EIHC: la Bielorussia vince la tappa di Hamar

di Davide:

è la Bielorussia ad aggiudicarsi un po’ a sorpresa la tappa norvegese dell’EIHC. Presentatisi ad Hamar con una squadra molto sperimentale, formata esclusivamente da giocatori del campionato locale, i bielorussi hanno completato un percorso perfetto, 3 vittorie su tre, dimostrando di saper soffrire, come nell’incontro con i padroni di casa, vinto 3-2 recuperando dallo 0-2, ma anche di possedere molte soluzioni in attacco, il 6-0 dell’ultima giornata alla Lituania lo dimostra. Saranno pochi i nomi dell’attuale roster che vedremo in Canada, ma il coach Kurt Fraser ha molti motivi per essere ottimista. Specialmente il trio del Metallurg Zhoblin Pavel Volchek, Roman Gorbokon e Sergey Kukushkin ha dimostrato di poter ambire almeno ad una terza o quarta linea per i mondiali.
Se i bielorussi sono stati la sorpresa, la Norvegia chiude il torneo di casa al secondo posto ma con molta amarezza: un’ottima organizzazione logistica e il miglior roster possibile, a parte i "nordamericani", hanno partorito appena una vittoria, contro la Lituania. Gettata al vento la partita con la Bielorussia, i norvegesi hanno ceduto anche contro la Polonia agli shoot-out, anche in questa occasione facendosi rimontare due reti. Una questione soprattutto di tenuta mentale dunque, perchè giocatori come Lars Erik Spets o Per-Åge Skroder non possono essere quelli visti all’opera ad Hamar.

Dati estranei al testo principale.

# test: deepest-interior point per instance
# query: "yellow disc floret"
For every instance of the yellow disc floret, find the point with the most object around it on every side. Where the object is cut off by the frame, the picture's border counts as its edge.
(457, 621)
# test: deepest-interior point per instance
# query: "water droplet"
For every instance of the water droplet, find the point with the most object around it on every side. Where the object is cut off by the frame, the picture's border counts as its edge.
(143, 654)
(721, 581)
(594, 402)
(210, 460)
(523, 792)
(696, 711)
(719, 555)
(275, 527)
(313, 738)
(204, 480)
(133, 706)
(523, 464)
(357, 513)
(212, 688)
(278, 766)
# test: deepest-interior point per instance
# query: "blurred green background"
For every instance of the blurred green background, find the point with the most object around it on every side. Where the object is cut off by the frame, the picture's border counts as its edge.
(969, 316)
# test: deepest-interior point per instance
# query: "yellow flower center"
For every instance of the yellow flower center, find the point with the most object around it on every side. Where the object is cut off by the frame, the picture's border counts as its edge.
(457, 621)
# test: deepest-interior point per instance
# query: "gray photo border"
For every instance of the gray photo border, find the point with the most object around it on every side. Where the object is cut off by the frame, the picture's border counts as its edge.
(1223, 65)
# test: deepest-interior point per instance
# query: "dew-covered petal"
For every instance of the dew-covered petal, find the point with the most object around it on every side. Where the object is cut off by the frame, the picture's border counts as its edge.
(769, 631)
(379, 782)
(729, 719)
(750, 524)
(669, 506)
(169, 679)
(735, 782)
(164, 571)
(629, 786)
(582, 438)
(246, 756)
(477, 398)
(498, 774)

La Lituania, che conta su un nucleo di giocatori molto motivato quando si ritrova in nazionale, ma che singolarmente non riesce a fare il salto di qualità, ha probabilomente fatto il massimo possibile, portando a casa una bella vittoria contro la Polonia – hattrick di Darius Lelenas – una sconfitta onorevole contro la Norvegia ed una un po’ meno contro la Bielorussia, 6-0. Buon esordio in nazionale del talento Donatas Kumeliauskas, classe 1987, che deve trovare al più presto un palcoscenico migliore di quello che gli offrono i lettoni del Latgale, sua squadra di club.
La Polonia, infine, ha messo un cerotto al suo torneo, comunque non positivo, con la vittoria finale contro la Norvegia, ma per i polacchi c’è ancora molto da lavorare: sono sempre i soliti – Damian Slabon e l’ex Milano Leszek Laszkiewicz – a tirare la carretta e non si vedono all’orizzonte ricambi adeguati.